Más aún: Cristo no llevó un dolor inevitable y, aprovechando la ocasión, nos enseñó cómo llevarlo. Él no tenía por qué llevar ningún dolor. El sufrimiento no apareció ineluctablemente en su vida. Lo buscó voluntariamente. Porque quiso.

Porque nos amó y quiso descargar de nuestros hombros el peso inevitable de nuestras propias cruces. Y, porque Él, sin necesidad, tomó la cruz, nuestra cruz necesaria será menos pesada.

No somos meros individuos que vivan únicamente para sí. Somos personas y la persona no puede ser tal sin los otros, sin la sociedad. Y la sociedad es solidaria. Un mal hombre corrompe el aire que alrededor respiran los demás; un hombre bueno contagia con su ejemplo a los que trata. Un padre incapaz arruina su familia; un hijo descarriado hace infeliz un hogar.

Y existe una solidaridad aún más honda, por la cual hacemos daño o bien a los demás aunque no nos vean, aunque no nos conozcan, en una misteriosa comunión de bienes y de males que a todos nos toca: “la comunión de los santos” que profesamos de palabra en nuestro Credo, pero que no siempre entendemos lo que es.

Mi soberbia, mi lujuria, mi avaricia, mi blasfemia, mi pecado, infecta a mis hermanos. Aunque cometa esos actos en medio del desierto o en la soledad hermética de mi cuarto.
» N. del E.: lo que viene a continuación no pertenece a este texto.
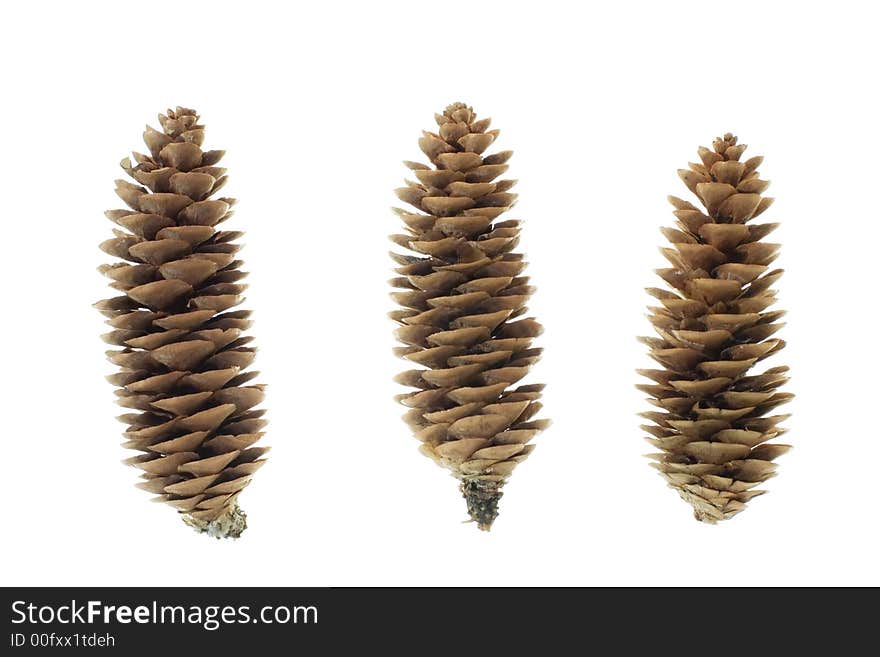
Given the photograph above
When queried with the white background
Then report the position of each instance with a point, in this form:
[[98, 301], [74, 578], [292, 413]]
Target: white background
[[316, 105]]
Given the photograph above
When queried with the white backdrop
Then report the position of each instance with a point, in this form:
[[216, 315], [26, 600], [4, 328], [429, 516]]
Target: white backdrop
[[316, 105]]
Mi acto de caridad, mi sacrificio, mi santidad, santifican a mi prójimo; aunque esté enclaustrado en un convento, aunque nadie me salude o conozca, aunque yazga innominado en mi anónimo lecho de enfermo.
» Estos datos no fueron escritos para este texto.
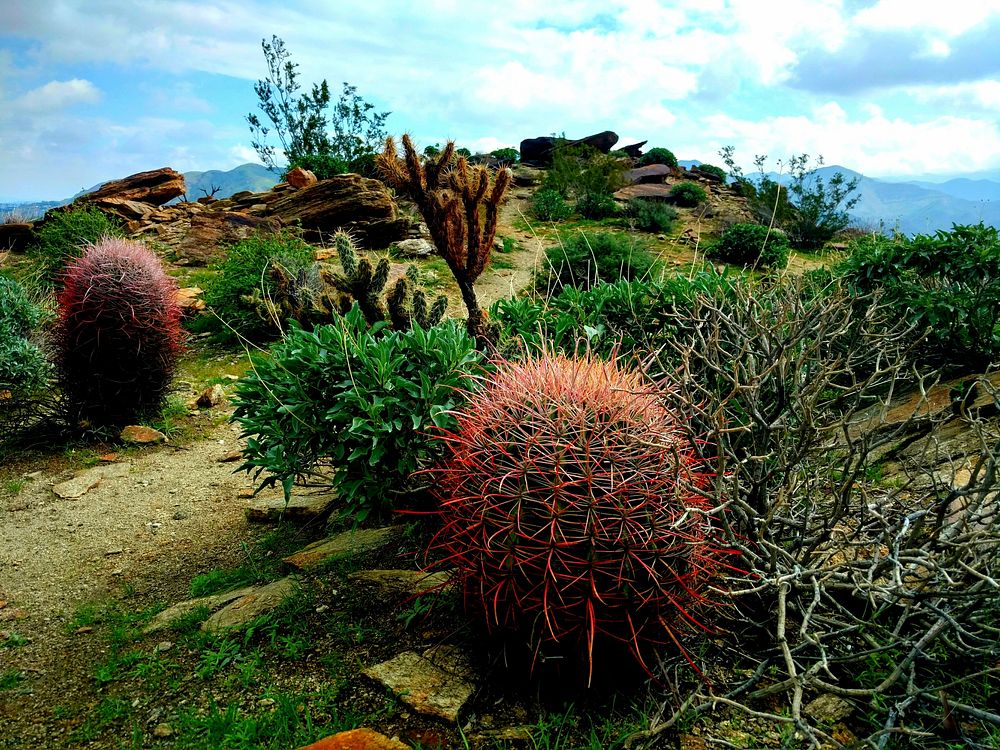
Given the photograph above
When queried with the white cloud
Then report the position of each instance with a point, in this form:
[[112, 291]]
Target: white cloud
[[908, 15], [876, 145], [58, 95]]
Y así como el desnivel de uno de los vasos comunicante se compensa con el de los otros vasos; así como, en las batallas, la cobardía de unos ha de compensarse con el valor de otros y, en las cinchadas, la debilidad del enclenque con el vigor del fuerte; así, en la Iglesia, la maldad de unos se compensa con la santidad de otros; la indiferencia del mundo con la oración del cristiano; la vana y falaz alegría el pecado con la cruz del santo.

El dolor que asumo voluntariamente descarga los hombros de mi hermano. La cruz que rehúyo cobarde, cae sobre sus espaldas.

Por eso ¡guay de la sociedad donde comiencen a faltar las fuerzas compensadoras; donde la balanza se incline peligrosamente hacia el pecado! ¡Guay de la sociedad sin santos, sin hombres y mujeres de oración, sin portadores de cruces!

Nuestro mundo moderno necesita a gritos santos, con terrible urgencia -que lo digan, si no, Fátima, La Salette, Garabandal-. La balanza está ya excesivamente inclinada. La Iglesia mendiga a los suyos oración y penitencia y pide la limosna de sus penas a los solos, a los enfermos, a los que sufren.

A todos solicita que ofrezcan sus inevitables penas. A los que se sienten capaces, también, las voluntarias.

¡Cómo no va a haber nadie, aquí, entre los presentes, rico o pobre, joven o viejo, obscuro o conocido, capaz de acompañar aunque más no fuera unos pocos metros a Cristo en el camino hacia el Calvario!

Y en eso consiste la ‘reparación', el apostolado de la oración, que ha pedido el Corazón de Jesús a Santa Margarita.

Sagrado Corazón de Jesús, enséñanos a amar desde la Cruz.

Haz nuestro corazón semejante al Tuyo.